Cruise:

Details:

Country: USA.
Language: English.
Release Date: 1962.
AKA: Amor al vuelo.
Starring: Doris Day. Cary Grant.
Director: Delbert Mann.
Reboot: .

That Touch Of Mink

Synopsis:
Cathy Timberlake (Doris Day) is a conservative country girl who meets the potential man of her dreams, Philip Shayne (Cary Grant), after his Rolls Royce splashes her with mud on her way to a job interview. Philip is a starry-eyed entrepreneur who is taken by Cathy's sincere heart. There's one problem, he's not interested in marriage while Cathy has never thought of anything else.

Uh, Spoilers.

Firstly, not getting into the whole fur debate, it's 1962 people, you can't argue unless you were around at the time.

Didn't really understand the attraction myself but Hollywood certainly made Mink and Ermine the creme del la creme of fur coats. Personally I blame Edith Head, for she, in her wisdom, styled everyone in head to toe fur eventually.

So, Phillip splashes Cathy head to toe after hitting a puddle of water and mud as he is driven past in a chauffeured luxury car.

Doris heads to an automat, a fast food restaurant with little cubicles for the food, which you help yourself to. Her friend, Audrey Meadows (Alice, The Honeymooners), helps Cathy to some free food. As a child I loved those automat restaurants and always wanted to go to one, until I did and realised it's often better to not get your wishes fulfilled.

Philip sends Roger (Gig Young), his assistant, to offer Cathy money to pay for dry-cleaning which she refuses.

Had a huge crush on Gig Young for years and his comedic turn in this film is fabulous. The sessions with his Psychiatrist are pretty much priceless and the running gag is that the Doctor thinks Roger is gay with the punch line at the end of the film.
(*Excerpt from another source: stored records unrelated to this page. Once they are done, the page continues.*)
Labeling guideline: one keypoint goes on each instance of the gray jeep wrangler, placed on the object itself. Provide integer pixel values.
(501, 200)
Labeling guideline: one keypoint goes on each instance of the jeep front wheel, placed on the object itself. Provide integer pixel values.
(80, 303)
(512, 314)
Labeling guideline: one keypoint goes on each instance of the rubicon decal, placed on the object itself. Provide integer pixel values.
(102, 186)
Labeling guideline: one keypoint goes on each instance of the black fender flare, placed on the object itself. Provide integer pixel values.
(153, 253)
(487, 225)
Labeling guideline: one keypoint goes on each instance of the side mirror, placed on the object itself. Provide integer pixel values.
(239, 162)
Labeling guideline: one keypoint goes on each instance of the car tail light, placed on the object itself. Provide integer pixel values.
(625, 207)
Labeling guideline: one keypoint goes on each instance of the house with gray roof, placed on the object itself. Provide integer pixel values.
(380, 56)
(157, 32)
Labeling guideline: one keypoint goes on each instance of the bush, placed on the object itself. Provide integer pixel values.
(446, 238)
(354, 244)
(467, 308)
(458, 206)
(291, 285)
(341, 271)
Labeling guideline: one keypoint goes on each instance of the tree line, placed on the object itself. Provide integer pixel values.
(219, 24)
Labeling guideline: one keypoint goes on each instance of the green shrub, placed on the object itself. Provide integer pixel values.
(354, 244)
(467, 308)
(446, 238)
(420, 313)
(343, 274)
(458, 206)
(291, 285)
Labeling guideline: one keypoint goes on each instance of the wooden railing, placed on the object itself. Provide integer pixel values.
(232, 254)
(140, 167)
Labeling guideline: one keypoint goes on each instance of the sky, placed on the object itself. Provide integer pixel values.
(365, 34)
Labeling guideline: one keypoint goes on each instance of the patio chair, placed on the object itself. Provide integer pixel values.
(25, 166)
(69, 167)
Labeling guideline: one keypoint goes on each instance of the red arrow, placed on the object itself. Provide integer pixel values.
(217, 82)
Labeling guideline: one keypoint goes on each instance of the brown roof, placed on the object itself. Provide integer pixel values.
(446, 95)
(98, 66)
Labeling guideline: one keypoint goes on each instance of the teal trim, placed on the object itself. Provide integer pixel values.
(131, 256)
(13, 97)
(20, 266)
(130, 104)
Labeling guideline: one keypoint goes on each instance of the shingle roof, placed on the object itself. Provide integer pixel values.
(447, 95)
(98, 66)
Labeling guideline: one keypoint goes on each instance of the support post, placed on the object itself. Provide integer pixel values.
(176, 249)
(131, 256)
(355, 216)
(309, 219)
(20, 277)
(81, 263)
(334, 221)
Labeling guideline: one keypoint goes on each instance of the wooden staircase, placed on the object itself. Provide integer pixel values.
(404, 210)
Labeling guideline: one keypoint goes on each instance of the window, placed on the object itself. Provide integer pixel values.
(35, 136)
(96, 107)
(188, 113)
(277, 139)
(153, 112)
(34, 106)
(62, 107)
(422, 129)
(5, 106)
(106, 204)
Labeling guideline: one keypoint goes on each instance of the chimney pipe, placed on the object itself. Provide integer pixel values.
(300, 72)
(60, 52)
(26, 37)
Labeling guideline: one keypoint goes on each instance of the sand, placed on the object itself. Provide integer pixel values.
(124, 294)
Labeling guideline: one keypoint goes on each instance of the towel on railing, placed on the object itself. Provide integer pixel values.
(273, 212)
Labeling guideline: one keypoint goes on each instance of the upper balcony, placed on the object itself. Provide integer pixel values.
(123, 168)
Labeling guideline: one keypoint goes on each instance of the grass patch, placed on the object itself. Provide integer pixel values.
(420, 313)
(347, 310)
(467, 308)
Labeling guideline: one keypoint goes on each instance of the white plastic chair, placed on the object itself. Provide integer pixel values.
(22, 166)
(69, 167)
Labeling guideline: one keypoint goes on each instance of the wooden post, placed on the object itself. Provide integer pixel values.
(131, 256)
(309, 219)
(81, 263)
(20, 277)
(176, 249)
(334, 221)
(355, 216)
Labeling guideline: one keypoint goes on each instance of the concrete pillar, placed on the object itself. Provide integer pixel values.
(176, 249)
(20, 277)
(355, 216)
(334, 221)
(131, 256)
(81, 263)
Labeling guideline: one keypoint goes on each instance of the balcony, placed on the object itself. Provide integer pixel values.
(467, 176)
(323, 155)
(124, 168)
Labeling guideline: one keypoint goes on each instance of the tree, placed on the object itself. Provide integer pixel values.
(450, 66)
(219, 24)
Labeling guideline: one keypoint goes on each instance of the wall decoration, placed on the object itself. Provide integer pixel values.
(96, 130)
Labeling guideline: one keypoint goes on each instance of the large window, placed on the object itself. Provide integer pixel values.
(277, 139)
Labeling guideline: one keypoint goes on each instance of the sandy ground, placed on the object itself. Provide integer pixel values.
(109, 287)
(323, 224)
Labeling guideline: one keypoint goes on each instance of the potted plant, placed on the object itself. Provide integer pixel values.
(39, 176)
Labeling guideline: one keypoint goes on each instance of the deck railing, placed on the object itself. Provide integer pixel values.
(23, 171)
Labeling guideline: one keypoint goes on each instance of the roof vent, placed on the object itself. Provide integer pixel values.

Roger has no idea.

Looking back at this film is interesting because it seems out of context that good girl Cathy would run off to an island paradise with Phillip but she does and is rewarded with a Mink coat and clothed in the most amazingly stylish gowns you can imagine.

The scene at the Hotel where good girl Cathy suspects everyone knows they're not married is kind of fun. But Cathy gets hives from nervousness and Phillip gets nada so he sits by the pool and chats with other men waiting for their partners.

Roger is quite excited that "Joan of Arc" (Cathy) put out the fire, a metaphor for Phillip not getting what he thought he was getting.

Again, such weird innuendo in a Hollywood film, they banned double beds in films and couples slept in single beds in the same room, so this film is so far left it's nearly right.

There is a great scene where Cathy decides to sleep with Phillip but she has to get drunk first because she is nervous. Eventually, she is so drunk she falls out the window but is saved by a canopy and just as Phillip arrives Cathy passes out.

There are more twists and turns to follow until Phillip and Cathy finally get together but they are married first. A little bit of jealousy made Phillip realise that what he wanted was Cathy, just Cathy.

It's not my favourite Doris Day or Cary Grant film but it's a film that is worth watching for Gig Young's performance alone.

Box Office:
The film earned $17.6mil approximately at the Worldwide Box Office.